Brazil accounts for a significant portion of current deepwater production, at around 1.4 MMb/d of oil. This should grow to nearly 2.4 MMb/d in 2009, reports IHS Energy’s Global E&P Reporting Service in Houston.

At present Brazil’s average daily production of 1.76 MMb/d of oil is some 70% heavy crude. The average daily production of gas was 43.9 MMcm (1,550 MMcfl) in September 2006.

Under the Society of Petroleum Engineers’ criteria, Brazil’s proven reserves are of 11.36 Bbbl of oil and 297 bcm (10,486 bcf) of gas.

To year-end 2005, Campos basin’s shallow water subsalt fields had produced 500 MMboe and still are producing more than 26,000 boe/d.

The Badejo, Pampo, Linguado, and Trilha fields still produce from the Campos basin subsalt section. The reservoirs are coquinas (limestones) and fractured basalts and the discovered oil is 27° to 31° API.

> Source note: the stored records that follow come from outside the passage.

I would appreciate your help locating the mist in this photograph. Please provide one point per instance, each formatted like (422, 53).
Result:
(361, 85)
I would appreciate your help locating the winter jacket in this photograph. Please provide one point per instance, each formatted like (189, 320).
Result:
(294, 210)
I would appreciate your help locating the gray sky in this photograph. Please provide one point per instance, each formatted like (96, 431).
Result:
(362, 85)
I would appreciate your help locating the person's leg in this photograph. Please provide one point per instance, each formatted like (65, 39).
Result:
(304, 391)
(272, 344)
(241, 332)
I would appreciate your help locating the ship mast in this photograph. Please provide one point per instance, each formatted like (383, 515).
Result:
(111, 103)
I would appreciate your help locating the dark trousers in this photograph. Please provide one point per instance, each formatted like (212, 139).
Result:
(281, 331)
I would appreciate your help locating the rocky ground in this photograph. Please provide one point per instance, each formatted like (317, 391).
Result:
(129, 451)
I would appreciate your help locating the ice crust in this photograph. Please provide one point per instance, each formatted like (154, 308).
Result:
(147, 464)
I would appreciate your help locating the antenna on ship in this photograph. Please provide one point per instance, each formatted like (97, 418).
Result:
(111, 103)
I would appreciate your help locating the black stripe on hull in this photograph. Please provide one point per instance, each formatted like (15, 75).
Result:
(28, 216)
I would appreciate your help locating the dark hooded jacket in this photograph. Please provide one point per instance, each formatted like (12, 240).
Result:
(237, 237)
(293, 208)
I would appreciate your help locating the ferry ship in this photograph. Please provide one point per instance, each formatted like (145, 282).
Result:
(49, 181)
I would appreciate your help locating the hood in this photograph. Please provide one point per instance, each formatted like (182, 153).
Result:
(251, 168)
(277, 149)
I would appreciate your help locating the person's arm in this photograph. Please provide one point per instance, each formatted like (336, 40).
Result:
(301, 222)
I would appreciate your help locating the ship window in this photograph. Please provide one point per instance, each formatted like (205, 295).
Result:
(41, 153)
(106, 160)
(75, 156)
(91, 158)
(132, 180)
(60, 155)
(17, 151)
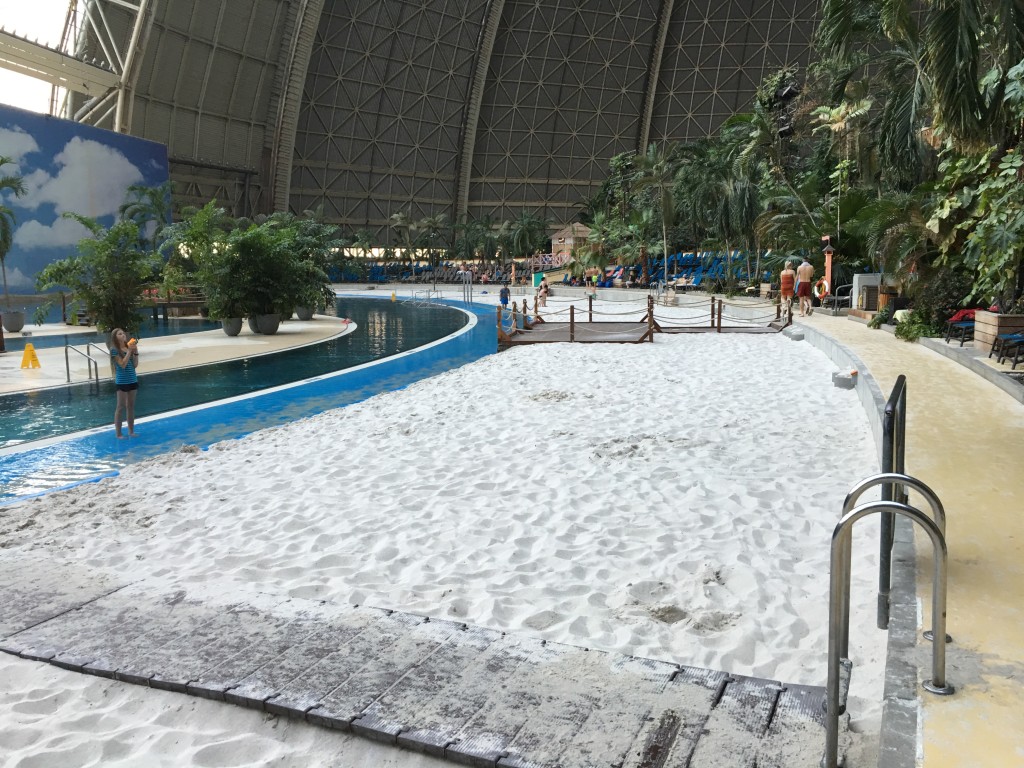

Nepomuceno cited examples of Petrobras production in Campos basin shallow waters subsalt through Dec. 2005:

  • Badejo field already produced near 35 MMboe, is still producing around 1,300 boe/d.
  • Pampo field, about 270 MMboe, is still producing around 20,000 boe/d.
  • Linguado field, around 165 MMboe, is still producing around 4,500 boe/d.
  • Trilha field, near 22 MMboe, is still producing some 300 boe/d.

It is difficult to estimate the cost of subsalt field development in Brazil, say experts. However, the costs could surpass those of any other Brazilian development to date. In the future, if subsalt is established as a commercial play in Brazil, several Brazilian experts envision giant field-development costs in the $2 - $4 billion range or higher.